Townie_ A Memoir - Andre Dubus [77]
“So you’re getting married,” Mom said.
He nodded. “I’m coming in from the jungle. I’m tired of being out there in that jungle.” He sipped his wine, and I chewed my roast chicken and wondered what I’d missed; didn’t he live on a green, walled-in campus? What jungle?
Jeb and I were best men at his wedding. Jeb and Pop wore jeans or corduroys, but for some reason I rented myself a white tuxedo with tails, and we walked our father to the chapel across the small campus where he lived in faculty housing. Now he lived there with Lorraine and her daughter and son.
The phone was ringing. Standing shirtless in the Salisbury jail, my wrist and knuckles and temple sore, I knew why I was calling him; I felt proud.
“Hello?” It was Lorraine. She was a small-boned woman who smoked More cigarettes one after the other, but she always seemed to wear just the right amount of makeup, her hair short and stylish, her voice tobacco-deep, her southern Louisiana accent stronger than my mother’s and father’s. I asked to speak to Pop.
“Honey, he’s in bed.”
“Can you get him, please? It’s kind of important.”
I waited a minute or two. The cop was looking at me. He glanced at his watch.
“Andre?” My father’s voice sounded funny, as if he’d come to the phone from far away and wasn’t sure of anything.
“Pop, I got in a fight and need to get bailed out of jail. I’m at Salisbury Beach.”
The line was quiet. For a second I thought he might be mad, a possibility I hadn’t even considered.
“Dad?”
“I took a pill, son. To sleep. You need to call your mama. I can’t drive right now, man.”
“Okay.”
“’Kay. G’night.”
I hung up. I looked at the black receiver. I was about to turn to the cop to ask for one more dime, but he had my elbow and was walking me back to the cell.

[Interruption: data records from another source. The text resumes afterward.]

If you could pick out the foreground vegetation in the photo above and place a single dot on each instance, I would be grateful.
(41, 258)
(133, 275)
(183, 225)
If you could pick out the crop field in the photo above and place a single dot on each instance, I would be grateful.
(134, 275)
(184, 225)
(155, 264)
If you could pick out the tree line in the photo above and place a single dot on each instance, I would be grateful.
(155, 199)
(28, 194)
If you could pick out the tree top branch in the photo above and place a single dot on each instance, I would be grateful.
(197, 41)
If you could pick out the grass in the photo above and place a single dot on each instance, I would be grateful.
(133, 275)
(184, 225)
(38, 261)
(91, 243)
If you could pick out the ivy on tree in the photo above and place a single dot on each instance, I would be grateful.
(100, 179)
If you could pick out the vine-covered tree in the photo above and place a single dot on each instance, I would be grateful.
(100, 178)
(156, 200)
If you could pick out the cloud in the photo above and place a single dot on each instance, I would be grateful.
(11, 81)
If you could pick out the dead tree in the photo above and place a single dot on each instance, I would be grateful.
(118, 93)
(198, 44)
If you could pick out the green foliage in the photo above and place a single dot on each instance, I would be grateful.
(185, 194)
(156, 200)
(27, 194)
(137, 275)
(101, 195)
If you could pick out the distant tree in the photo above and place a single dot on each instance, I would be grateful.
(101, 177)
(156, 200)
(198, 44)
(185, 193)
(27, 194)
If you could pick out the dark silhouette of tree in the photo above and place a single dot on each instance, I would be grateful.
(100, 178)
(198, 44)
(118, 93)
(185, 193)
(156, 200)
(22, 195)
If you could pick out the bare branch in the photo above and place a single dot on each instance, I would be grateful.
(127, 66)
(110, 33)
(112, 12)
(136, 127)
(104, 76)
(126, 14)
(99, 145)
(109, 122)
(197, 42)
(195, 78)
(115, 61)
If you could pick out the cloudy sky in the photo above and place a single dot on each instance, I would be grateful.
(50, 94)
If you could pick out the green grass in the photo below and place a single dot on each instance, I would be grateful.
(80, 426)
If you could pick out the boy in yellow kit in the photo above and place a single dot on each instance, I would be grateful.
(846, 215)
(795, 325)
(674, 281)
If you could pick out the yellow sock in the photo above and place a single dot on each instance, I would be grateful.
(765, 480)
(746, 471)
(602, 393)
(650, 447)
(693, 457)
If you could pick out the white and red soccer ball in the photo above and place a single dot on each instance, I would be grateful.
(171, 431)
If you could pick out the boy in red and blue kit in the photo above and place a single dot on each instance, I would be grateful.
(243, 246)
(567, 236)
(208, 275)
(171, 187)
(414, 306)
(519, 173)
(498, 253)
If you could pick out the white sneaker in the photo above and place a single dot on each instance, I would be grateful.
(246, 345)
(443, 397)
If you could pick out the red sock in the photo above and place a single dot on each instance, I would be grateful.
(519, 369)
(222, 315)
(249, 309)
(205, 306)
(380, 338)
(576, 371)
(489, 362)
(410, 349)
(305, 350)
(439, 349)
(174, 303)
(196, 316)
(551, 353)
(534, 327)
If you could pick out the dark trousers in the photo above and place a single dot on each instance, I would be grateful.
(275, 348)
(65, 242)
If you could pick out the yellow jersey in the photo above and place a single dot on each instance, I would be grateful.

“My father can’t come get me. I need to call my mother.”
“One call, that’s it.”
“But I didn’t call anyone.”
“That’s not my problem.” The cop unlocked the cell and pulled the steel door shut behind me. I should’ve asked Pop to call Mom. Maybe he would. Maybe he wasn’t so drugged he would. But as I leaned against the wall, I didn’t think so. He was already dreaming. In the morning he’d wake up thinking he’d dreamed his son had called from jail.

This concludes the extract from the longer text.